42. Finally, I turn on the person whose role I believe was important, the Grievance Committee Chairperson, Mr I Pillay. In their submissions, the respondents had this to say about Mr Pillay “Mr Commissioner, the respondent did not call the chairperson of the grievance committee because the burden of proof rests with the applicant. The chairperson of the grievance, after having heard both sides of the presentation arrived at a decision which is on page 2 of bundle A”.

43. This allegation is not only incorrect but also outlandish for a few reasons. As stated earlier, after the applicant had discharged its onus, it shifted to the respondent. If that were not the case, the respondent would not have called any witnesses at all. Further, it is incorrect that the grievance chairperson heard both sides before arriving at the decision. It was not disputed that despite someone having signed on behalf of the school to attend the grievance hearing, no one attended.

44. Since this fact is not in dispute, it follows that Mr Pillay heard only Ms Ngubelanga’s version. The reason I asked Mr Bejanath to call Mr Pillay was that he, curiously upheld the decision of the SGB despite none of its members having attended. What could have been the basis and logic of deciding in favour of a party which, without even the courtesy of an apology failed to attend the grievance hearing. After asking Mr Bejanath a few times to call Mr Pillay, he finally, reluctantly agreed.

45. However, without any explanation, he changed his mind and said he had closed his case and was no longer calling Mr Pillay. I expressed a negative inference at this sudden change of heart but Mr Bejanath had made up his mind. Therefore, the respondent has failed to discharge this onus.
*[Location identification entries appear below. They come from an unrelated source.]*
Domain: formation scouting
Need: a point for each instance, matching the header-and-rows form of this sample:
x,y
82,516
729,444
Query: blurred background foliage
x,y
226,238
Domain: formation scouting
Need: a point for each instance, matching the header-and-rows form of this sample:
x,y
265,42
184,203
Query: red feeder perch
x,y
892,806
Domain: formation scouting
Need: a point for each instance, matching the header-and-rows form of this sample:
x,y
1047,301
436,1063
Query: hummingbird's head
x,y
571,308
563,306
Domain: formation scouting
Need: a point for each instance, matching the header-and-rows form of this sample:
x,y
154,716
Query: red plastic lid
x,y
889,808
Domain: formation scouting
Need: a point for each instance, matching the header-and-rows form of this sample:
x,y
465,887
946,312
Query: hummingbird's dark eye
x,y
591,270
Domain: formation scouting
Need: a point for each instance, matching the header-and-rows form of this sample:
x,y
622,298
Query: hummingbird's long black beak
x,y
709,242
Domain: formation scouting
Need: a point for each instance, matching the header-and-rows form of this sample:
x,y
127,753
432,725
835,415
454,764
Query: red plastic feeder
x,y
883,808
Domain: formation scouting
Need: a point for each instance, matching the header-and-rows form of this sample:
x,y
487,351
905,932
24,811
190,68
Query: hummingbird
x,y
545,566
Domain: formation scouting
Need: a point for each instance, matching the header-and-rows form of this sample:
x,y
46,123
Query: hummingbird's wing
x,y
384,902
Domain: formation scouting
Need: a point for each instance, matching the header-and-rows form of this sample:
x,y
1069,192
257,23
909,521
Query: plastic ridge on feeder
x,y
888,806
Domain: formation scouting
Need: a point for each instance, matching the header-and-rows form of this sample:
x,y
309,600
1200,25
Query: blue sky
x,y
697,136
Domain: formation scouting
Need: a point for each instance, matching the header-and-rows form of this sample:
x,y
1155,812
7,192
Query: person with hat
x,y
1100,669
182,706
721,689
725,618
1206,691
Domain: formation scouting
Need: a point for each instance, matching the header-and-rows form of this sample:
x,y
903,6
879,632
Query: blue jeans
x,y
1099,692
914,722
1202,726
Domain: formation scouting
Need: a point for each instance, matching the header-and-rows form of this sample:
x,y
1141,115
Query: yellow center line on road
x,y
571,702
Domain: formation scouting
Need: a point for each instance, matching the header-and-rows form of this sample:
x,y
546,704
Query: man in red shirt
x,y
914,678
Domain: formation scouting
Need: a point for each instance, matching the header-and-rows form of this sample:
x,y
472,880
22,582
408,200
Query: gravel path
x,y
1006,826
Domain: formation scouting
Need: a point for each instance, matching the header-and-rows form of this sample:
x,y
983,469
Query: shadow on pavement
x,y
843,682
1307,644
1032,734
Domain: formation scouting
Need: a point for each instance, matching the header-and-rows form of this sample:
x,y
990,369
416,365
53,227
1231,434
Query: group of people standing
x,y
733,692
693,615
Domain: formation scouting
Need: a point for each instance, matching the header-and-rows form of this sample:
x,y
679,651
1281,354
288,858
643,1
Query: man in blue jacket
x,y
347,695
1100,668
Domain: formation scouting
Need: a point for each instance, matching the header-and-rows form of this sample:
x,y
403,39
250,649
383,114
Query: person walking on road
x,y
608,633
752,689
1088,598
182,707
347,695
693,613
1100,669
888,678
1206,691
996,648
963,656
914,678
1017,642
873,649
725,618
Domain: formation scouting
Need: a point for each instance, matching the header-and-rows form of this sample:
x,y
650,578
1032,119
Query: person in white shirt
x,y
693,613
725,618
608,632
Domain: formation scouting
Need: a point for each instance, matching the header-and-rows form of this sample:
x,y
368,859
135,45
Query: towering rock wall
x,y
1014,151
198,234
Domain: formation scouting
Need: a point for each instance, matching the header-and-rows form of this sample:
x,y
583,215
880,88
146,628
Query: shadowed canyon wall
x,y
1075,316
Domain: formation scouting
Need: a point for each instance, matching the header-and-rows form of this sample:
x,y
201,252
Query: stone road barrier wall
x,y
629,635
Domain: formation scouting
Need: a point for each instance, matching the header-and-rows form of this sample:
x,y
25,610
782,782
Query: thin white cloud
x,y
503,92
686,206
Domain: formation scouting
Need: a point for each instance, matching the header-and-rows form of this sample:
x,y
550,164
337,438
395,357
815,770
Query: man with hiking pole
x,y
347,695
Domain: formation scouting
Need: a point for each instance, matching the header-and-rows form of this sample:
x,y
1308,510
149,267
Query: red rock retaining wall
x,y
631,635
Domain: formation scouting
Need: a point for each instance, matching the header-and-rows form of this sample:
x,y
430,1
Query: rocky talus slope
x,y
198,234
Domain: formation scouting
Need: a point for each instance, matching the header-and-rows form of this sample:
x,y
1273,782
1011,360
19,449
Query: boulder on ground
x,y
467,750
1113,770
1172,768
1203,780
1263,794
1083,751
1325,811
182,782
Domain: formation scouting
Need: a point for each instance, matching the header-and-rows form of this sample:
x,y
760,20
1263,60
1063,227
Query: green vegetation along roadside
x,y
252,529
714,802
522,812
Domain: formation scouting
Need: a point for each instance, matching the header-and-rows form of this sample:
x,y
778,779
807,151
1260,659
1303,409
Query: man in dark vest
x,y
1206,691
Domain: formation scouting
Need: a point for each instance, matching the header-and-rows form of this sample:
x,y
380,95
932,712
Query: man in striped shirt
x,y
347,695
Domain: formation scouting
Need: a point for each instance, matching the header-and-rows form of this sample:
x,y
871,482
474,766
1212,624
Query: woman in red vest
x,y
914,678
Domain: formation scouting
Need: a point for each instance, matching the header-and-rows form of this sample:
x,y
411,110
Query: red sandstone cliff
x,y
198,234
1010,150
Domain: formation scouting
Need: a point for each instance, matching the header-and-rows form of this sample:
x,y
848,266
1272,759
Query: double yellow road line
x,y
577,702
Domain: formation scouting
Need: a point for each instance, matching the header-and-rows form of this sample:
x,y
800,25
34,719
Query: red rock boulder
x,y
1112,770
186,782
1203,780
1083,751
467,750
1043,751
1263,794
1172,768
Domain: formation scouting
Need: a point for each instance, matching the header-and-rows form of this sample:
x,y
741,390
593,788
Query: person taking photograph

On that basis, I find that Mr Pillay’s decision to uphold the SGB’s recommendation was arbitrary as he had not heard its oral submissions.

46. The respondents further alleged “Mr Commissioner before any relief is considered one must consider the effect the relief is going to have on the school the learners and the Department of Education”. When Mr Hadebe dismissed the Commissioner’s advice to conciliate, he knew about the effects an award is going to have on the respondent and learners in particular. The factors mentioned above demonstrate that the applicant was hosted in an unwelcoming interview environment based on how the Ms Mbhele treated her.

47. Further, the undue meddling of Mr Dlamini in training the SGB deserves absolute condemnation. Based on the above factors, I find that committed unfair labour practice during the applicant’s interview session.

I accordingly make the following award:
48. The first respondent, Department of Education committed unfair labour practice against the applicant, Ms Vuyiswa Ngubelanga.

49. The appointment of the second respondent, Mrs Ntombencane Ndlovu is hereby set aside. The first respondent is ordered to repeat the recruitment and selection process from the interview stage.

50. The respondent shall invite only the candidates who participated in the interview process to the second interview.

51. Naturally, the interview panel is expected to conduct the interviews with integrity in an even handed manner towards all the candidates.